= Fundacion Manantiales =

Argentine addiction foundation

Fundacion Manantiales (Manantiales Foundation) is a non-governmental organization, dedicated to the prevention and attendance of addictions. It has 9 seats in Argentina, Uruguay, Brazil and Spain with 14 welfare preventive programs, where around 300 people are daily attended. It was created 16 March 1993, in the city of San Isidro, Province of Buenos Aires (Argentina). It is a consulting member of the OAS and has subscribed an agreement with the UNDCP in Argentina and Uruguay, to offer workshops to prevent drugs in labor areas.
At present, 300 people from the different centers are under treatment.
It has been the organizer in Argentina and Uruguay of the international prevention campaign “Winners don’t use drugs” and “I feel good without drugs” in which many important figures of the political, artistic and business areas joined against the addictions.
Manantiales Foundation created infodroga and infoanorexia, which are telephone information services, 24 hours a day and totally free for all the community. These services have had successful outcomes in the most developed countries and are installed in Buenos Aires and Montevideo (Uruguay).

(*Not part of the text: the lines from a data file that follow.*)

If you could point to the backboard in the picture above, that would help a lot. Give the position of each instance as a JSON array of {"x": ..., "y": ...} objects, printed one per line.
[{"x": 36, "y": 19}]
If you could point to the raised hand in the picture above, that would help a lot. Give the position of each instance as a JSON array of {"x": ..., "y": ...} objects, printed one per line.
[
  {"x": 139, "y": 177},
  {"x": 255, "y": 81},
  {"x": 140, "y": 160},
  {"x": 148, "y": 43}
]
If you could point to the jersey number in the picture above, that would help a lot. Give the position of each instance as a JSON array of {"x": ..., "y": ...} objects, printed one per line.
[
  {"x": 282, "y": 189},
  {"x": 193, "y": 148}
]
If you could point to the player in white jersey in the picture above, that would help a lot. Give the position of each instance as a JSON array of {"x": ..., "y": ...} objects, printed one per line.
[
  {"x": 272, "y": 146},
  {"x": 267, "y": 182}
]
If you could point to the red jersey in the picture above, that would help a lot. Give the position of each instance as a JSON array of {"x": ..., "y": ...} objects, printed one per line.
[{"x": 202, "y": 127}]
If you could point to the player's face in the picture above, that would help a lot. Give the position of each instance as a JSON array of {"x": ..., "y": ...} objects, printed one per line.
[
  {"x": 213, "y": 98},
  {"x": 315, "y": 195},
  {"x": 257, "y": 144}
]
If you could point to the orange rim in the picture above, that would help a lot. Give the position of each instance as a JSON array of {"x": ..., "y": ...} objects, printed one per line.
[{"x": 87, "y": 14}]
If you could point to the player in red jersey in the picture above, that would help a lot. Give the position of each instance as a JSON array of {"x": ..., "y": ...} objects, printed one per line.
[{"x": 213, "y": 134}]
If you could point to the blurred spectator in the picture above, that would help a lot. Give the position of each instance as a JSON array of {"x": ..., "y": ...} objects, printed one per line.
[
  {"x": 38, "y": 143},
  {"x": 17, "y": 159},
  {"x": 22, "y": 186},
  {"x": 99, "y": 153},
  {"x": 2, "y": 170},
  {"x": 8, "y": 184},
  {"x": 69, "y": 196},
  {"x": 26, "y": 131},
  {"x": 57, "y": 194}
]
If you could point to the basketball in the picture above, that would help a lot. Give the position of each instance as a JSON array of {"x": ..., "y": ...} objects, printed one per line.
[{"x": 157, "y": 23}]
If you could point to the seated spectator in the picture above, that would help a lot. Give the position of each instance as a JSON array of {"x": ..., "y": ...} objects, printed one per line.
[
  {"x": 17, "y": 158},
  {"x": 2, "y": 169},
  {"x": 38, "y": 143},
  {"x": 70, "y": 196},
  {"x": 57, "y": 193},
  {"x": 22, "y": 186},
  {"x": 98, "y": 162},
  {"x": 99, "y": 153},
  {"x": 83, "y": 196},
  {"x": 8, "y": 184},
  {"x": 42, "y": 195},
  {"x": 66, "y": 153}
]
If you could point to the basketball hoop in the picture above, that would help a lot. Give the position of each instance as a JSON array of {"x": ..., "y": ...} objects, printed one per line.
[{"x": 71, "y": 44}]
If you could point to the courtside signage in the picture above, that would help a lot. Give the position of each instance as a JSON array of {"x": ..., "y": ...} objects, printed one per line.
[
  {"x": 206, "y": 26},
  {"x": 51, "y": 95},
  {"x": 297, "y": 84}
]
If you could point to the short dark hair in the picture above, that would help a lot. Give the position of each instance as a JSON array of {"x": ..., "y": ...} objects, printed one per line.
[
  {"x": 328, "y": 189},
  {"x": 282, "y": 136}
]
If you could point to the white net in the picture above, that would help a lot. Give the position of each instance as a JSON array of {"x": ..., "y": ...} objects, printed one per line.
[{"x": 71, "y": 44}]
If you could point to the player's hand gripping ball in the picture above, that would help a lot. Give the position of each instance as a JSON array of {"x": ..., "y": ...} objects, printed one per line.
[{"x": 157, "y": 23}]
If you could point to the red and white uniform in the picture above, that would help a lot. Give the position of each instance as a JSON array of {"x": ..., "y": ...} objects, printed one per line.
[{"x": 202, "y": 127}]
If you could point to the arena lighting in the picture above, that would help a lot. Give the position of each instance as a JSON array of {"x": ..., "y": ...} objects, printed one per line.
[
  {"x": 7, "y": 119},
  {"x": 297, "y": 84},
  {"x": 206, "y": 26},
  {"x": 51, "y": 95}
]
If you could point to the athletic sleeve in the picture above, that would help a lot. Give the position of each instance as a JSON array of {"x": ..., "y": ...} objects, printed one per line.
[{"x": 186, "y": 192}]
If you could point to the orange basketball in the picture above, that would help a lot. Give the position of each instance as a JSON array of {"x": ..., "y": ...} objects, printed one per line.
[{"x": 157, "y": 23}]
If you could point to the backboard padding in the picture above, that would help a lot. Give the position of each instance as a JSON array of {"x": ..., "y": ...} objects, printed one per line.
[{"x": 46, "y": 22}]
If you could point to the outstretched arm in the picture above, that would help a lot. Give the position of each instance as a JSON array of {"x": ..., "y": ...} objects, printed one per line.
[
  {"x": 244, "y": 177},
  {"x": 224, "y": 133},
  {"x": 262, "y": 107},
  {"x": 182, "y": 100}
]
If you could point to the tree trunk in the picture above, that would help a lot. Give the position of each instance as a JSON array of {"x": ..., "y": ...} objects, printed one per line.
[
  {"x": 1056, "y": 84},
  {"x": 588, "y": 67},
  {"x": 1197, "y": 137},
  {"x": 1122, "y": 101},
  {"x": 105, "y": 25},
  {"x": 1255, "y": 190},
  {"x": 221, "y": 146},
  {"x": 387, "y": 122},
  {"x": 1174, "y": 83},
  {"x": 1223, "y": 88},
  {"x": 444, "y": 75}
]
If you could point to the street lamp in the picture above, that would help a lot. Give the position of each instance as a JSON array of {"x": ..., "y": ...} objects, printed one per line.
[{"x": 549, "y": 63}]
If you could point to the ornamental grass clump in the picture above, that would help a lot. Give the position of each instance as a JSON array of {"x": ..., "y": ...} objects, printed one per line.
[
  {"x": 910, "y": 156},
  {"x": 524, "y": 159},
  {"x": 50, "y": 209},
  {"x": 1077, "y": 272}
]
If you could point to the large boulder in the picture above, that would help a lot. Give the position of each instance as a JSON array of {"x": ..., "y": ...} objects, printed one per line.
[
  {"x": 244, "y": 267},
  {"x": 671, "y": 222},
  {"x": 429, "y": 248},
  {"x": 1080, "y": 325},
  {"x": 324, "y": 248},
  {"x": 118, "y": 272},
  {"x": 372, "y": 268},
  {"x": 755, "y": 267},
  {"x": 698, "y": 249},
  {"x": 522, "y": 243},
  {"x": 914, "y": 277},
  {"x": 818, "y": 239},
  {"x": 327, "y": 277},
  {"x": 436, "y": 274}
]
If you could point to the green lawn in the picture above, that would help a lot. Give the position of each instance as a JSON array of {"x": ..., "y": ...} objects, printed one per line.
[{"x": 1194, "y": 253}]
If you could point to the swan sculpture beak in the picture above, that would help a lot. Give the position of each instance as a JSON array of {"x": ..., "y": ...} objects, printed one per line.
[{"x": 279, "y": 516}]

Manantiales Foundation is the only institution in Argentina and Uruguay, that has recently subscribed an agreement with UNDCP and SESI (Social Service for Industries) from Brazil for the implementation of an international prevention program. This program is directed to institutions, communities and companies. The main objective is to give moral awareness about this problem, trying to find better and healthier choices for life, through the participation and commitment of employers and their employees.